Solicitors may feel that this applies directly to the power struggle that exists in the field of legal regulation. The Legal Services Board (LSB), in two recent announcements, has raised the stakes in its relationships with the legal regulators and representative bodies.
First, the LSB said that the frontline legal regulators will be compelled to have lay chairs, despite opposition from virtually all the major players. The Board said that lay chairs "will contribute to better regulatory outcomes. It will enable faster progress towards the development of modern risk and outcomes-based regulation that is likely to deliver the regulatory objectives and principles of risk-based regulation".
Second, it proposed to take away the Law Society's responsibility for appointing the chair and board of the Solicitors Regulation Authority (SRA), undermining significantly the Society's influence. The LSB's rules on the subject require that the appointments process be "demonstrably free of undue influence from persons from representative functions".

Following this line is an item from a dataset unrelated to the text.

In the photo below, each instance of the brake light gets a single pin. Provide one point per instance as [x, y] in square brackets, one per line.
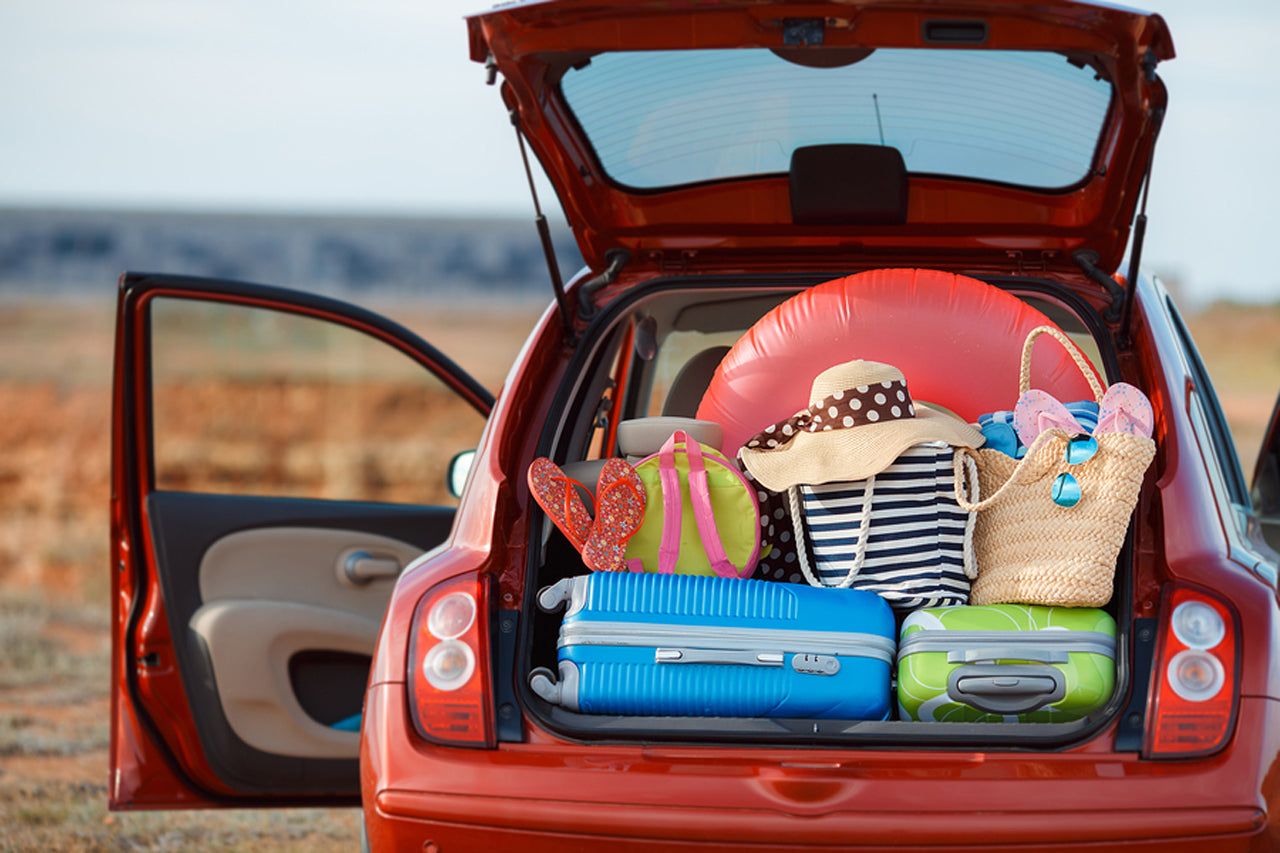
[449, 693]
[1193, 699]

So, how did we get here and why is it so important for the Law Society?
Approved regulator
When negotiating the terms of the Legal Services Act with government, the Law Society was careful to ensure that it, and not the SRA, was named as the approved regulator.
The SRA continues to be separate from the Law Society in governance terms only and the Society managed to retain the power to appoint its chair and board. In 2009, this proved to be important for the Society when it faced discontent from the City firms about how the SRA was developing as a regulator. The first SRA chair, Peter Williamson, stood down at the end of 2009 and was replaced by Charles Plant, who has a City litigation background.
The make-up of the board also changed and was perceived by many as being more "City-friendly". The LSB said nothing publicly at the time, but privately appears to have been concerned at the Law Society's ability to determine who presides over the SRA.
Charles Plant finishes his term as chair at the end of 2014 and the LSB seems keen to ensure that the SRA itself, not the Law Society, will control the appointments' process in future. This is already the case with the Bar Standards Board.
The proposal for lay chairs may prove to be just as controversial. The majority of responses to the LSB's consultation on the subject were against change.
Opponents, including the Law Society and Bar Standards Board, pointed out that the regulatory boards were already required to have lay majorities and that the proposal would limit the available pool of talent for appointments.
The SRA wrote critically to the LSB and appears to be, at best, ambivalent about the need for a lay chair. Many barristers and solicitors are strongly opposed to the move, with one barristers' group alleging that the LSB may be going too far, and threatening judicial review.
Radical change
The LSB is concerned here with its mission to radically change the way in which legal services are being delivered. It has always been worried that lawyers lack the will to make the necessary changes for themselves and appears to see lay chairs as more open to the "freeing up" of those means of delivery.
For the Law Society, the effect could be very significant indeed. In order to maintain its influence in legal politics, the Society needs to control the SRA as much as possible. If it can't have a big say in the appointment of the SRA board and is compelled to work with an unfamiliar lay chair, that influence potentially seeps away.
It may well lead to a scenario where the SRA is a separate legal entity, mainly under LSB control, and becomes the approved regulator under a revised Legal Services Act. Such a possibility might have a 'liberating' effect on the Society, which could then become the sort of campaigning representative body many solicitors want.
In terms of its relationship with the SRA, though, complaining about the size of the SRA budget each year may be a poor substitute for its current position.
Solicitors may need to be careful what they wish for.